Subcase 3: WLOG, suppose the $x$-coordinates $x_1$ and $x_2$ of $N_1$ and $N_2$ are both non-negative, with $N_2$ being strictly to the right of $N_1$. Then the perpendicular distance from $N_2$ to the edge $SE$ is less than the perpendicular distance from $N_1$ to $SE$. [Proof: some trig/geometry stuff I don't feel like working out :)  ] Replacing $N_1$ with $N_2$ therefore would increase the area of the right-hand triangle, showing this situation is also not optimal. 
Conclusion, so far: the optimal solution either involves two interior-disjoint triangles that share an edge, or two overlapping triangles.
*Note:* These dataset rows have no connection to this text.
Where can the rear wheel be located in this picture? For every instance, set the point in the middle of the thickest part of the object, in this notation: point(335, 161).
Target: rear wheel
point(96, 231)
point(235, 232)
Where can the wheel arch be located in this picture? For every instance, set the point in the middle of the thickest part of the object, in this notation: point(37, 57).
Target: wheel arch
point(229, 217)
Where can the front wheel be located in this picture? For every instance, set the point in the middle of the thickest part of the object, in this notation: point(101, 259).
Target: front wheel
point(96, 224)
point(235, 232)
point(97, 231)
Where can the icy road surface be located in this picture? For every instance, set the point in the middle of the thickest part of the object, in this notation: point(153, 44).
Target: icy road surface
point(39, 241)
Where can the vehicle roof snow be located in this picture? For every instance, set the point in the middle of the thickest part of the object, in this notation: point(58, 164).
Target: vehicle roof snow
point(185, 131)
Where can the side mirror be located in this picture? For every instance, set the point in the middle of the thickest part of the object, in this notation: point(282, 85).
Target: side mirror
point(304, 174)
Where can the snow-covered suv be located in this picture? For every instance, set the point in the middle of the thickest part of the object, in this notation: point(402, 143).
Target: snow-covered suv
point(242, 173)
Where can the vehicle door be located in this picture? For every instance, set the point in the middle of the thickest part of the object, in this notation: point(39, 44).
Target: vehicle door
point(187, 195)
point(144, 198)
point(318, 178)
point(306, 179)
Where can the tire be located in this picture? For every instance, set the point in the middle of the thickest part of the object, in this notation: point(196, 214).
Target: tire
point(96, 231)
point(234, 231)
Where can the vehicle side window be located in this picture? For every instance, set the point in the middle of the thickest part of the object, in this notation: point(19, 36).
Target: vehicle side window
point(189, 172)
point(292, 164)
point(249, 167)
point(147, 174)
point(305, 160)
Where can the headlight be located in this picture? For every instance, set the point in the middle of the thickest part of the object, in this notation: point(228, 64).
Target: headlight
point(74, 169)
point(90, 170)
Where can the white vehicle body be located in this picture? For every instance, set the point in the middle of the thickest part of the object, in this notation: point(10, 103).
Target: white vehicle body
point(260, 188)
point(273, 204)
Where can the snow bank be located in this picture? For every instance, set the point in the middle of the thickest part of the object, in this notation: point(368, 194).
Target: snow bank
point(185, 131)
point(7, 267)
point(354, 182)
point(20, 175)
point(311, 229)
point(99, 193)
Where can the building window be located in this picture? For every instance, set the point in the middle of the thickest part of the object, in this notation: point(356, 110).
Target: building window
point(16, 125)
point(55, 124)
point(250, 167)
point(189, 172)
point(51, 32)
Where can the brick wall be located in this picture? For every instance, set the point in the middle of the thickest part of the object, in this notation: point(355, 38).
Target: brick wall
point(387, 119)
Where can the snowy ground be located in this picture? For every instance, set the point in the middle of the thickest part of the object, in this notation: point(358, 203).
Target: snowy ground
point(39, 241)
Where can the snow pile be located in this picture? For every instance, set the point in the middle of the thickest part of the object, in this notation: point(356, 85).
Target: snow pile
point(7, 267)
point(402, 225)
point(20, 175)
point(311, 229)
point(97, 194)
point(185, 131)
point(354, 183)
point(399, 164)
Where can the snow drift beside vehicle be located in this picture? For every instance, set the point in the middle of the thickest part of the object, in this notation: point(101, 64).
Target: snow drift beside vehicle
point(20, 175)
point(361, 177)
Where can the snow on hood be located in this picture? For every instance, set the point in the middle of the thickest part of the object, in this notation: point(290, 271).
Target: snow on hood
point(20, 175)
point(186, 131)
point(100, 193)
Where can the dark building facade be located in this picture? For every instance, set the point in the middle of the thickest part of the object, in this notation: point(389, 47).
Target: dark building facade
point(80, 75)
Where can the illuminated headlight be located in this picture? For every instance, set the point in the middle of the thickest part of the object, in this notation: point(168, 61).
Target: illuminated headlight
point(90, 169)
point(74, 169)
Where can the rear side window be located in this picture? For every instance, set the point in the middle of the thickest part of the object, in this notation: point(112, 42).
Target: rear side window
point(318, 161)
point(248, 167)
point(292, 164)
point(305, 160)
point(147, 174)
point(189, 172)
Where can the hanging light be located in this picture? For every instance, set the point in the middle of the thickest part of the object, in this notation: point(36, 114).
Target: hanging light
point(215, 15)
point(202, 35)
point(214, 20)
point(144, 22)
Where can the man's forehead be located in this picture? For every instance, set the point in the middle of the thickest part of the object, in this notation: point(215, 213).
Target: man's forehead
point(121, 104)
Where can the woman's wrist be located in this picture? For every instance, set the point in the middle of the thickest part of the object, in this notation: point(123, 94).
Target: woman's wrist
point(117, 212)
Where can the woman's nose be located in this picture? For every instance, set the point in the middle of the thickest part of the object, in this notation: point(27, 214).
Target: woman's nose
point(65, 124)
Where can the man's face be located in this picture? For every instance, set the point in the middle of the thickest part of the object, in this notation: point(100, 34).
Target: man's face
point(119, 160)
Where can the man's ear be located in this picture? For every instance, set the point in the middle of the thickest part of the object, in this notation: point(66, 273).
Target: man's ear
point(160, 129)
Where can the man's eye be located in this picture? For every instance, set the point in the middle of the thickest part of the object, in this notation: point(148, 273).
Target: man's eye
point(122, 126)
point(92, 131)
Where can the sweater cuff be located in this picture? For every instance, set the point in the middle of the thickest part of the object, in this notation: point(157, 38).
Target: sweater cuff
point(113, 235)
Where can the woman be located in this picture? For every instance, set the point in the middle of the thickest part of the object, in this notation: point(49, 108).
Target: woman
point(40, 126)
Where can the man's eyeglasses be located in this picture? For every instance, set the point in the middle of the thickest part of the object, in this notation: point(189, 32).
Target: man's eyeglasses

In the first of these cases, I'm pretty sure a gradient argument will show that if you fix the shared edge, the area is optimized by having each triangle be isoceles. You then compute the exact areas as a function of the location of the shared edge's second vertex (assume the first is at the south pole) and find it's optimal when the other vertex is at the north pole, and you're done. 
What about the overlapping triangles case? In this case, the total area is a smooth function of the five vertex locations (I'm still fixing the sixth at the south pole). That means you can compute the derivative with respect to each of the six angles and show that the gradient's always nonzero. So following the flow of this gradient field must lead you to a point NOT in the "overlapping interiors" domain, i.e., one of the other cases. And the only one that can conceivably be the optimum is (by prior argument) the "two triangles erected on a chord that turns out to be a diameter" situation.
I haven't computed the gradients; I haven't done the geom/trig proof in the middle of one of the cases...but it least it's a sketch of how one might get to the end result.